Cook embodies this philosophy; he's not the greatest strategist and he's conservative in his methods but by virtue of hard work and honesty he's earned the respect of a team that wants to play for him.
Not surprisingly his confidence as a captain has grown with the recent spate of successes and despite a poor showing (for him) with the bat, he's enjoying success as a leader.
This is not an uncommon trait in a captain. Greg Chappell's best period of Australian captaincy was his least productive as a batsman. Greg was a perfectionist as a batsman and at times it appeared he couldn't grasp that players were trying their heart out but still failing.
When he suffered a lean trot with the bat it seemed to help him better understand that failure wasn't necessarily a product of not giving 100% effort.
Mark Taylor was a similar case. He went through a bad trot with the bat for a prolonged period but never once did it affect his captaincy. Both Chappell and Taylor were successful captains but when they weren't making runs they ensured it didn't adversely affect their leadership and that they still contributed to the team performance.
Cook is different in that for quite a while he struggled with captaincy and seemed to lack some inherent qualities that a leader must possess to succeed. To his credit he's overcome some of those failings and improved in other areas and he's now a successful international captain.
When they hand out gongs for perseverance and being strong willed, Cook will be near the top of the class both as a batsman and captain.

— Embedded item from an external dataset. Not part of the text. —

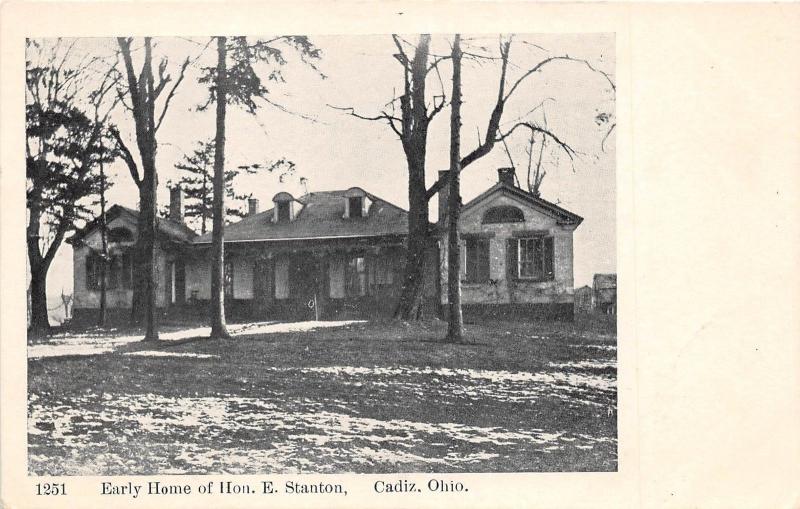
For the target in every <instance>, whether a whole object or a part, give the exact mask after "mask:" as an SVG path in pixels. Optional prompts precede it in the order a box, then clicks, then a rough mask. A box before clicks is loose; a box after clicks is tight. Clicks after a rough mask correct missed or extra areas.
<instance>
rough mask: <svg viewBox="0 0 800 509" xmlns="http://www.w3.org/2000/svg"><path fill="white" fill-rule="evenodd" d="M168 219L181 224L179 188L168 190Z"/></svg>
mask: <svg viewBox="0 0 800 509" xmlns="http://www.w3.org/2000/svg"><path fill="white" fill-rule="evenodd" d="M169 218H170V219H171V220H173V221H178V222H179V223H182V222H183V191H182V190H181V187H180V186H175V187H171V188H170V189H169Z"/></svg>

One tendency a successful captain has to guard against is outstaying his welcome. Captains have a use-by-date, whereby their influence over the team performance either wanes to the point of being negligible or else hampers the side.
MS Dhoni reached the latter stage some time back. The current Indian side is badly in need of new ideas and different stimulation; when the opposition has racked up nearly thirteen hundred runs in four ODI innings it's not all down to flat pitches and wayward bowling.
Apart from a short period at Manuka Oval where he encouraged Ravindra Jadeja to taunt Mitchell Marsh, Dhoni has provided precious little inspiration to his bowlers. Sure, they have been inconsistent but the bowlers also aren't inspired by field placings that are primarily employed to contain, in the hope that the batsmen will self-destruct.
It's not as if India doesn't have an alternative to captain the side. Virat Kohli has shown himself to be an aggressive leader and he's also in excellent batting form.
When Dhoni started out in the job he was a shrewd captain in all forms of the game and experienced widespread success. However, over-staying your time as captain can have the same debilitating effect on a team, as appointing the wrong player for the job in the first place.